The Wrecker

Page 24

In such engagements the time passed until I might very well expect an answer from my father. Two mails followed each other, and brought nothing. By the third I received a long and almost incoherent letter of remorse, encouragement, consolation, and despair. From this pitiful document, which (with a movement of piety) I burned as soon as I had read it, I gathered that the bubble of my father's wealth was burst, that he was now both penniless and sick; and that I, so far from expecting ten thousand dollars to throw away in juvenile extravagance, must look no longer for the quarterly remittances on which I lived. My case was hard enough; but I had sense enough to perceive, and decency enough to do my duty. I sold my curiosities, or rather I sent Pinkerton to sell them; and he had previously bought and now disposed of them so wisely that the loss was trifling. This, with what remained of my last allowance, left me at the head of no less than five thousand francs. Five hundred I reserved for my own immediate necessities; the rest I mailed inside of the week to my father at Muskegon, where they came in time to pay his funeral expenses.

The news of his death was scarcely a surprise and scarce a grief to me. I could not conceive my father a poor man. He had led too long a life of thoughtless and generous profusion to endure the change; and though I grieved for myself, I was able to rejoice that my father had been taken from the battle. I grieved, I say, for myself; and it is probable there were at the same date many thousands of persons grieving with less cause. I had lost my father; I had lost the allowance; my whole fortune (including what had been returned from Muskegon) scarce amounted to a thousand francs; and to crown my sorrows, the statuary contract had changed hands. The new contractor had a son of his own, or else a nephew; and it was signified to me, with business-like plainness, that I must find another market for my pigs. In the meanwhile I had given up my room, and slept on a truckle-bed in the corner of the studio, where as I read myself to sleep at night, and when I awoke in the morning, that now useless bulk, the Genius of Muskegon, was ever present to my eyes. Poor stone lady! born to be enthroned under the gilded, echoing dome of the new capitol, whither was she now to drift? for what base purposes be ultimately broken up, like an unseaworthy ship? and what should befall her ill- starred artificer, standing, with his thousand francs, on the threshold of a life so hard as that of the unbefriended sculptor?

It was a subject often and earnestly debated by myself and Pinkerton.
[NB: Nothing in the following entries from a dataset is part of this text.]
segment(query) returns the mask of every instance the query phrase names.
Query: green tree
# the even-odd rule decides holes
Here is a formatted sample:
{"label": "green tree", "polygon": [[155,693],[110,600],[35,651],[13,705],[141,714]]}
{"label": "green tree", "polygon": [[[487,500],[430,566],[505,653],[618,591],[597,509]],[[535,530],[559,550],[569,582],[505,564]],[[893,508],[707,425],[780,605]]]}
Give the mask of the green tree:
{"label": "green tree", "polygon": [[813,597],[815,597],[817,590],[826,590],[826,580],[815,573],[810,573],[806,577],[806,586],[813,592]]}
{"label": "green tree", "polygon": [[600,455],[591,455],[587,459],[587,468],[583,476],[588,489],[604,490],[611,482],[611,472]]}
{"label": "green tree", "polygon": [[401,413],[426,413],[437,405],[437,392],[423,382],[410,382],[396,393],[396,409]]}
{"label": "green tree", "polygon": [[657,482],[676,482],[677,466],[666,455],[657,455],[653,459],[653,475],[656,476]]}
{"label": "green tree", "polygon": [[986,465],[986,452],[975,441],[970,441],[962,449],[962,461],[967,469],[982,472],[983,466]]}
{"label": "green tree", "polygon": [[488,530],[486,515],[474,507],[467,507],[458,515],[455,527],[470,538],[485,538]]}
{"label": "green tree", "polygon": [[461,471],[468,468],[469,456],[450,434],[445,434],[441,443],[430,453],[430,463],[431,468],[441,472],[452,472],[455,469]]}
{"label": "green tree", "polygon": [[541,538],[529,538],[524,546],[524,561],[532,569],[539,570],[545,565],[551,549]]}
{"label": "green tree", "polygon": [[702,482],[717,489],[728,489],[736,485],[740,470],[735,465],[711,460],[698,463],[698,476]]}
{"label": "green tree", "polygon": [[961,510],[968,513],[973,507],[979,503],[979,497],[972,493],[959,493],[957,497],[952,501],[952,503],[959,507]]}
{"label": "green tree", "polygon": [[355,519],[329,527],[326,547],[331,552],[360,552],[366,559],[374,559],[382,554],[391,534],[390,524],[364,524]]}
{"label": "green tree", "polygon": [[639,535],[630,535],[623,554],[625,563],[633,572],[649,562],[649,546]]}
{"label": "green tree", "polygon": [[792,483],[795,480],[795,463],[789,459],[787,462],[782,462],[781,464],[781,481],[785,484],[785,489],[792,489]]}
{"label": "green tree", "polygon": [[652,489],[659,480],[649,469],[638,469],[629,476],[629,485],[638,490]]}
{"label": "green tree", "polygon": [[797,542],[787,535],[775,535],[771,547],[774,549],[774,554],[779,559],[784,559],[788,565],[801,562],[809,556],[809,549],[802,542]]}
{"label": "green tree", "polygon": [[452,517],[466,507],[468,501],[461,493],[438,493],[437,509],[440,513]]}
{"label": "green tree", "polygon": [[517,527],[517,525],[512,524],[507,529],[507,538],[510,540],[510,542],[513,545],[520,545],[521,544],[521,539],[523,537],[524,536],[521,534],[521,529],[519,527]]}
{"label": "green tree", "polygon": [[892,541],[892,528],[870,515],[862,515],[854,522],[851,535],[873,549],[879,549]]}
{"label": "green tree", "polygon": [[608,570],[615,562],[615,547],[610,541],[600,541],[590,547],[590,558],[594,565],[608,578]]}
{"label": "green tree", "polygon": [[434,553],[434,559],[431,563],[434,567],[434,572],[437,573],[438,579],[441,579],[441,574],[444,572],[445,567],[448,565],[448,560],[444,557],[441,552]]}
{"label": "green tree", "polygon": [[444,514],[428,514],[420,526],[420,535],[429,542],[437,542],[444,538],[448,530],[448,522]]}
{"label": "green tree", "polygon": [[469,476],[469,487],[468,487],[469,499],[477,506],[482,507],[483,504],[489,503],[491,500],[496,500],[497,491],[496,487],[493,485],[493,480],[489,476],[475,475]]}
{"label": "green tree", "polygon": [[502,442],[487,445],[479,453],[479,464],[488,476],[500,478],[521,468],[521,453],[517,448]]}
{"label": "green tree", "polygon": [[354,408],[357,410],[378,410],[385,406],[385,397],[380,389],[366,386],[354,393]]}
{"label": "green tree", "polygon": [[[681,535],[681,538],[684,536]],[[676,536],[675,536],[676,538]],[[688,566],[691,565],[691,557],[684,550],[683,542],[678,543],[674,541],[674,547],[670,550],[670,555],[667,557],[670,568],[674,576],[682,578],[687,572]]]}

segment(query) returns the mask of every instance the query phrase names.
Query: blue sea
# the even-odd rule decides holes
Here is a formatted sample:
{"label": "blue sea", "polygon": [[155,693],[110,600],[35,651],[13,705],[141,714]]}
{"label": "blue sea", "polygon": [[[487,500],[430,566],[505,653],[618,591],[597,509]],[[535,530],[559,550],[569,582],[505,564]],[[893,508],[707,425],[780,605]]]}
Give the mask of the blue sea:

In his opinion, I should instantly discard my profession. "Just drop it, here and now," he would say. "Come back home with me, and let's throw our whole soul into business. I have the capital; you bring the culture. Dodd & Pinkerton--I never saw a better name for an advertisement; and you can't think, Loudon, how much depends upon a name." On my side, I would admit that a sculptor should possess one of three things--capital, influence, or an energy only to be qualified as hellish. The first two I had now lost; to the third I never had the smallest claim; and yet I wanted the cowardice (or perhaps it was the courage) to turn my back on my career without a fight. I told him, besides, that however poor my chances were in sculpture, I was convinced they were yet worse in business, for which I equally lacked taste and aptitude. But upon this head, he was my father over again; assured me that I spoke in ignorance; that any intelligent and cultured person was Bound to succeed; that I must, besides, have inherited some of my father's fitness; and, at any rate, that I had been regularly trained for that career in the commercial college.

"Pinkerton," I said, "can't you understand that, as long as I was there, I never took the smallest interest in any stricken thing? The whole affair was poison to me."
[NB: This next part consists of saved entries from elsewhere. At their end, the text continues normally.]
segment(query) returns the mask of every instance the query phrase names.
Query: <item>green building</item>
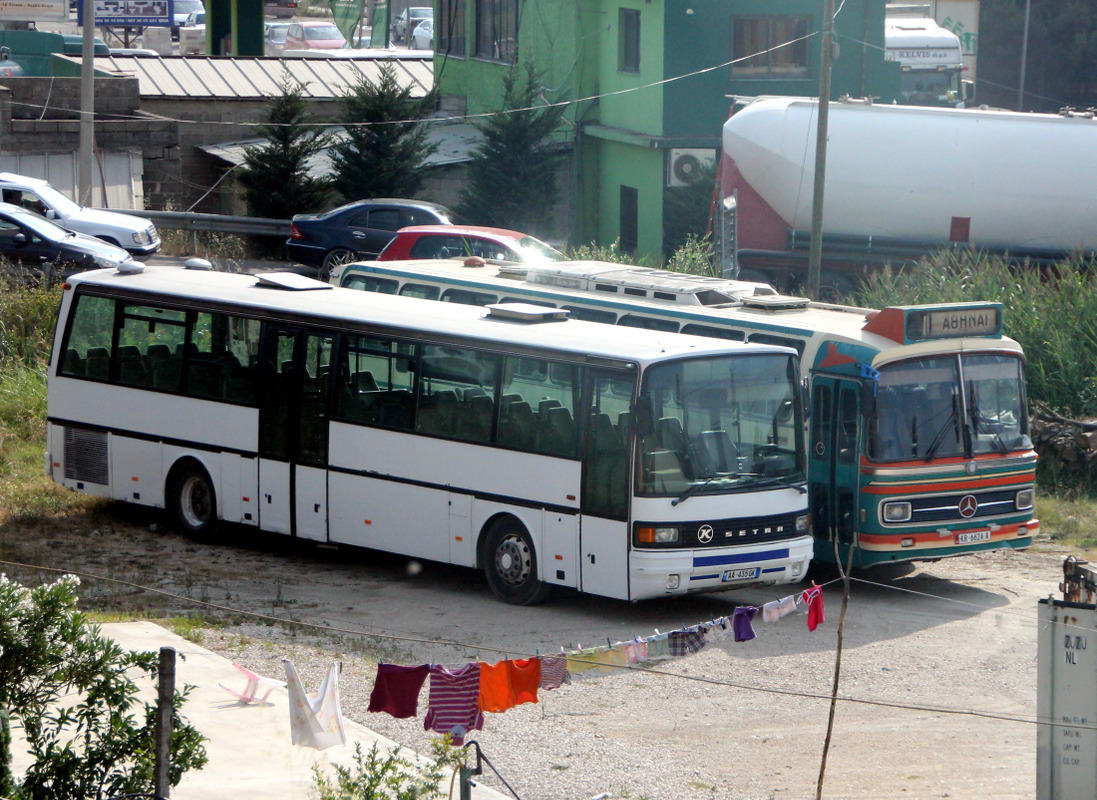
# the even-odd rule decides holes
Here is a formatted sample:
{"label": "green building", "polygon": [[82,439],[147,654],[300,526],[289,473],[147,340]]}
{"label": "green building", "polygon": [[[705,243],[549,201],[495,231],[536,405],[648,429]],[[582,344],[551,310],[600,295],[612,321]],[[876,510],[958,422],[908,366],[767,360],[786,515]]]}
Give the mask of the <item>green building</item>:
{"label": "green building", "polygon": [[[435,80],[469,114],[498,109],[502,75],[532,61],[571,101],[571,244],[663,251],[666,190],[712,158],[736,97],[819,92],[823,3],[805,0],[437,0]],[[898,93],[884,0],[844,0],[832,98]]]}

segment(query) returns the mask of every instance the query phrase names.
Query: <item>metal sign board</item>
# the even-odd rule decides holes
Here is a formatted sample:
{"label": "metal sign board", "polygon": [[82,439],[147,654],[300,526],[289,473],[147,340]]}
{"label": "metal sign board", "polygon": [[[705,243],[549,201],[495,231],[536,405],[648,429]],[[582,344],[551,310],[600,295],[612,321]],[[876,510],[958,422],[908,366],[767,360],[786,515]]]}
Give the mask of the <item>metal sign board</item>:
{"label": "metal sign board", "polygon": [[0,0],[0,20],[57,22],[68,18],[68,0]]}
{"label": "metal sign board", "polygon": [[[173,24],[173,5],[172,0],[95,0],[95,25],[170,26]],[[83,2],[77,3],[76,13],[77,23],[83,25]]]}
{"label": "metal sign board", "polygon": [[1097,606],[1040,601],[1037,800],[1097,798]]}

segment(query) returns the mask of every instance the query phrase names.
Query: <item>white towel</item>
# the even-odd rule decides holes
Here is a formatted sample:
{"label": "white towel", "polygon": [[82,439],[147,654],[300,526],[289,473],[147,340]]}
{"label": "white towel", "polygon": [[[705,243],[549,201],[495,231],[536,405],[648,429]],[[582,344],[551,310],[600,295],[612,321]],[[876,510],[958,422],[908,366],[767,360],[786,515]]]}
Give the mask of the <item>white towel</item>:
{"label": "white towel", "polygon": [[346,744],[343,731],[343,712],[339,707],[339,665],[332,664],[320,691],[310,697],[297,676],[297,668],[289,659],[282,660],[286,668],[289,689],[290,732],[293,743],[304,747],[326,750],[337,744]]}

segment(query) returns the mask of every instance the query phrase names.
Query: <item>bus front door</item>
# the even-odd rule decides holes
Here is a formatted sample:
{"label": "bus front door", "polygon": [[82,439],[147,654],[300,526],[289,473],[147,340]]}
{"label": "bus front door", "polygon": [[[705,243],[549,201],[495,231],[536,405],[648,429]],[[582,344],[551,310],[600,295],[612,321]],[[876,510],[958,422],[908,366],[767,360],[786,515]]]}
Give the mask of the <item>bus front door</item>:
{"label": "bus front door", "polygon": [[857,544],[860,384],[816,375],[811,403],[809,491],[815,558],[845,564]]}
{"label": "bus front door", "polygon": [[328,539],[328,365],[333,338],[270,326],[259,408],[259,525]]}

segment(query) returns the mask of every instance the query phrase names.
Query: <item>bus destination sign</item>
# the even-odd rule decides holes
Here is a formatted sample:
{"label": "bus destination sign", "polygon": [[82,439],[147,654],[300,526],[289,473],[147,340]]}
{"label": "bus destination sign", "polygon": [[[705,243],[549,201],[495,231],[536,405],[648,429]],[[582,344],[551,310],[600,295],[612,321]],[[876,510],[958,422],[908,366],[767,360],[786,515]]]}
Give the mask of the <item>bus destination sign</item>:
{"label": "bus destination sign", "polygon": [[920,308],[907,316],[907,337],[912,341],[926,339],[959,339],[964,336],[998,336],[1002,331],[1001,306],[952,306]]}

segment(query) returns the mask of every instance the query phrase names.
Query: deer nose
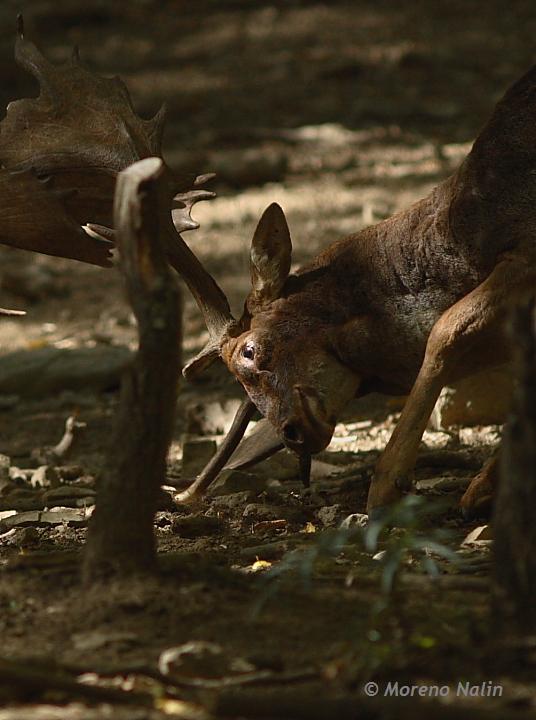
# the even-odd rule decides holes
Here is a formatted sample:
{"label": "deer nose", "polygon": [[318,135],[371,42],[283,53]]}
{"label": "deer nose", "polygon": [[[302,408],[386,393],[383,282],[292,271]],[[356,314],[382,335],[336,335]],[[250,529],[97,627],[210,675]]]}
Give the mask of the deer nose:
{"label": "deer nose", "polygon": [[283,438],[287,447],[292,450],[301,449],[305,444],[303,430],[297,423],[287,422],[283,426]]}

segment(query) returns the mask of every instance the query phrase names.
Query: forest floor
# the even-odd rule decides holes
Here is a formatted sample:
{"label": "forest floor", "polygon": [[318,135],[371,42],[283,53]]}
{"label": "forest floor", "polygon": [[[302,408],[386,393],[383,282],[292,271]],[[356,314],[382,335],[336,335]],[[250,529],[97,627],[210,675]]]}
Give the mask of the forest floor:
{"label": "forest floor", "polygon": [[[299,266],[448,176],[534,59],[536,12],[522,0],[8,0],[3,101],[32,91],[11,59],[21,5],[28,33],[54,60],[79,44],[92,68],[123,77],[142,115],[168,102],[170,163],[218,174],[218,197],[196,207],[201,227],[185,237],[235,310],[266,205],[284,207]],[[86,348],[106,363],[110,350],[135,350],[116,271],[3,250],[1,275],[1,305],[27,310],[0,323],[3,355]],[[187,358],[206,334],[186,291],[184,301]],[[380,717],[389,680],[447,686],[444,706],[460,713],[533,708],[534,682],[498,662],[489,535],[464,542],[482,523],[458,510],[500,426],[428,430],[416,471],[423,502],[399,508],[392,521],[402,529],[385,529],[378,543],[359,527],[399,399],[348,408],[309,490],[282,452],[175,507],[170,492],[195,476],[241,397],[216,368],[181,386],[155,525],[160,576],[88,588],[80,558],[120,374],[72,375],[63,385],[0,384],[0,720]],[[54,462],[47,448],[72,415],[85,427]],[[371,679],[379,706],[367,705]],[[504,692],[465,698],[459,681]],[[110,694],[91,697],[95,686]]]}

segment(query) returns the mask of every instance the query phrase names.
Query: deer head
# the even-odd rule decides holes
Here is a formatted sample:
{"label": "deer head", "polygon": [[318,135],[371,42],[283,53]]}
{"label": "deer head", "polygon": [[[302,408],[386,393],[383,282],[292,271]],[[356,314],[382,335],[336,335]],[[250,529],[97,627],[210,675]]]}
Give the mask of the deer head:
{"label": "deer head", "polygon": [[[325,448],[336,418],[360,379],[339,359],[332,326],[319,303],[299,293],[290,273],[292,244],[281,207],[270,205],[251,244],[251,290],[239,322],[185,368],[199,372],[218,354],[287,447],[299,455]],[[308,314],[308,310],[310,313]]]}
{"label": "deer head", "polygon": [[[279,205],[264,212],[251,244],[249,327],[222,345],[222,357],[287,447],[324,449],[359,379],[337,357],[331,330],[308,307],[300,276],[289,275],[292,245]],[[310,310],[310,312],[309,312]]]}

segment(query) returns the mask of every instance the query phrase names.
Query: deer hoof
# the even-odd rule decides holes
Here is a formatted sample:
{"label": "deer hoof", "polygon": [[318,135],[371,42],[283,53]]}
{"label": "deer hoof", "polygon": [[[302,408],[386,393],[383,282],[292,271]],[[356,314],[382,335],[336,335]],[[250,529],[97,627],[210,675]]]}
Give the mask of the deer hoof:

"It's not possible," he would cry; "it can't be; you couldn't live in the midst of it and not feel the charm; with all your poetry of soul, you couldn't help! Loudon," he would go on, "you drive me crazy. You expect a man to be all broken up about the sunset, and not to care a dime for a place where fortunes are fought for and made and lost all day; or for a career that consists in studying up life till you have it at your finger-ends, spying out every cranny where you can get your hand in and a dollar out, and standing there in the midst--one foot on bankruptcy, the other on a borrowed dollar, and the whole thing spinning round you like a mill--raking in the stamps, in spite of fate and fortune."
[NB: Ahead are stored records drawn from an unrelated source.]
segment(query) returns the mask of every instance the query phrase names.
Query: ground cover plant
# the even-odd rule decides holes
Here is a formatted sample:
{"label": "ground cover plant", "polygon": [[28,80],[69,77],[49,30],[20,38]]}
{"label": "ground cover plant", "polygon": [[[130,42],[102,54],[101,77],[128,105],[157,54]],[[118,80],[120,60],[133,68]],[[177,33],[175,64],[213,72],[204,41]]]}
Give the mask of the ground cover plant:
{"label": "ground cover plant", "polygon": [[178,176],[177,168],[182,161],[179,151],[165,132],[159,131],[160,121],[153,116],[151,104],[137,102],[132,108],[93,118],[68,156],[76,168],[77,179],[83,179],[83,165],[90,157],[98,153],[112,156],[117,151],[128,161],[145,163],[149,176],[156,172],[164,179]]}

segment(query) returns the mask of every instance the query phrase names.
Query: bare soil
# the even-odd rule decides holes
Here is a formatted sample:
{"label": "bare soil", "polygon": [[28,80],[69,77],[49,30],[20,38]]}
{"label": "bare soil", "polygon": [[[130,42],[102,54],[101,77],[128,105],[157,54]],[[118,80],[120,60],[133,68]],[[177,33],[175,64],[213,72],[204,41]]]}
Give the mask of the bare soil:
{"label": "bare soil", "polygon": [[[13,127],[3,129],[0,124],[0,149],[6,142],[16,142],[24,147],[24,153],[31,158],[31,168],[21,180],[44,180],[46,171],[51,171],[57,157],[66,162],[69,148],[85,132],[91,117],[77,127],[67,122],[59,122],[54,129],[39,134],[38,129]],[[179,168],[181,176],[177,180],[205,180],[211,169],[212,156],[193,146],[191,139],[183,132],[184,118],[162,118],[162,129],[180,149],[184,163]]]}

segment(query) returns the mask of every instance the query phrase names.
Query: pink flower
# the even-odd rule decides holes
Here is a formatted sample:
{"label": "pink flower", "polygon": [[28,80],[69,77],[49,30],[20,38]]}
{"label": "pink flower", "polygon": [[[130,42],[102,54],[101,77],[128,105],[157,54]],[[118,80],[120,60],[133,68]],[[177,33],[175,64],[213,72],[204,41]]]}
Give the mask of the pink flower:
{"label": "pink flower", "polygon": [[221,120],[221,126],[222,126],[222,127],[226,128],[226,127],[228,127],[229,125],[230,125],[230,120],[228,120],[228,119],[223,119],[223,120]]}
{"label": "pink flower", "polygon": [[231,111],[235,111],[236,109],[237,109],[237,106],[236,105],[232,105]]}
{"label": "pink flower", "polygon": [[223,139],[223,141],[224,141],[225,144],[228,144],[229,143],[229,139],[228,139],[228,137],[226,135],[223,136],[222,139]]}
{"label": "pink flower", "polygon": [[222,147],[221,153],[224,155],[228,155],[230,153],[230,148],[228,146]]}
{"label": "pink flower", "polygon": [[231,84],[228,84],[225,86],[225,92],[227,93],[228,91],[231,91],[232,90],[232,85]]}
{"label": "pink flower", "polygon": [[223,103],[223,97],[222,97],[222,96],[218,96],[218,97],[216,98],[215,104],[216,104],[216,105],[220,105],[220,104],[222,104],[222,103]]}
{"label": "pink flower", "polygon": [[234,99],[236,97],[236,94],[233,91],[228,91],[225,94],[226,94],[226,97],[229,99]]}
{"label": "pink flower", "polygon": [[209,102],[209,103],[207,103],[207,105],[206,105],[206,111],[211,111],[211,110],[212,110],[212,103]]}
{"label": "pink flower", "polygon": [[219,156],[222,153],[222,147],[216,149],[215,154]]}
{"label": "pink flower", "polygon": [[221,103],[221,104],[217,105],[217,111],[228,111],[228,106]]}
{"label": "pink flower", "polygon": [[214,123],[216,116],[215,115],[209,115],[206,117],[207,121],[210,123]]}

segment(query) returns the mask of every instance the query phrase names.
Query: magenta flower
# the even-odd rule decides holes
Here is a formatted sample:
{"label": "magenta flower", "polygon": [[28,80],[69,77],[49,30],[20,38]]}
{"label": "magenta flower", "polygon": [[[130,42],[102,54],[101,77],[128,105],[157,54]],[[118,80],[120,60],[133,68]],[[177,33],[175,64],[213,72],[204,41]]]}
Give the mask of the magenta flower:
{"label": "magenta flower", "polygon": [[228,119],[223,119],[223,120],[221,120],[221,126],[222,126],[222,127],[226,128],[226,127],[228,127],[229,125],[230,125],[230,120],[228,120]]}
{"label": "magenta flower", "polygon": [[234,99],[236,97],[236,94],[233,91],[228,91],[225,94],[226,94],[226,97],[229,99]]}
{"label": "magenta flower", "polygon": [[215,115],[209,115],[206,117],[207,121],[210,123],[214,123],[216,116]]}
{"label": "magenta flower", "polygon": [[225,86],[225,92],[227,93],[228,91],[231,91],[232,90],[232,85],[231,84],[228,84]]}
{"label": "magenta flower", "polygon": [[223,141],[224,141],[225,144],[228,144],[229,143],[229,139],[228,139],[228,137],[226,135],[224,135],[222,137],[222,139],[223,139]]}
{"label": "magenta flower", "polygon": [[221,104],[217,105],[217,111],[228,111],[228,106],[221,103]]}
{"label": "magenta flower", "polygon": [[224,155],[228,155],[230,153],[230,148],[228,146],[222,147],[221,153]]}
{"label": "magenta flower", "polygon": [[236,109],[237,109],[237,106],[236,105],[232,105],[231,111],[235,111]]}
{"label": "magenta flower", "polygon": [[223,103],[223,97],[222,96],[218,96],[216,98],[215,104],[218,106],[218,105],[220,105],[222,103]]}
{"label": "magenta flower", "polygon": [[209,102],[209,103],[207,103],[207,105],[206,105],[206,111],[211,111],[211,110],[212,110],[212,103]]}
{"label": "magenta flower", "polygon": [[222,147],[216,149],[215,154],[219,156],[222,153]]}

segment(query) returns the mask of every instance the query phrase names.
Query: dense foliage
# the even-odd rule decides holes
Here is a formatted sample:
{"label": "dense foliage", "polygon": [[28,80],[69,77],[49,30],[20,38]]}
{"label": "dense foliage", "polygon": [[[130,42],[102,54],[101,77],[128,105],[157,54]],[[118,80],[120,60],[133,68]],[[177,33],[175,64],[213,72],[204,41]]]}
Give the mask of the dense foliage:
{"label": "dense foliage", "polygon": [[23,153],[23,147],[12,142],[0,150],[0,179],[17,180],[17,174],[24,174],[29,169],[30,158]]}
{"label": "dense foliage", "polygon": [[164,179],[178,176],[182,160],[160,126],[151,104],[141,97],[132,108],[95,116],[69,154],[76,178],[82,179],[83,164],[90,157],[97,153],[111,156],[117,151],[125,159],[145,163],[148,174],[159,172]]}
To this romance of dickering I would reply with the romance (which is also the virtue) of art: reminding him of those examples of constancy through many tribulations, with which the role of Apollo is illustrated; from the case of Millet, to those of many of our friends and comrades, who had chosen this agreeable mountain path through life, and were now bravely clambering among rocks and brambles, penniless and hopeful.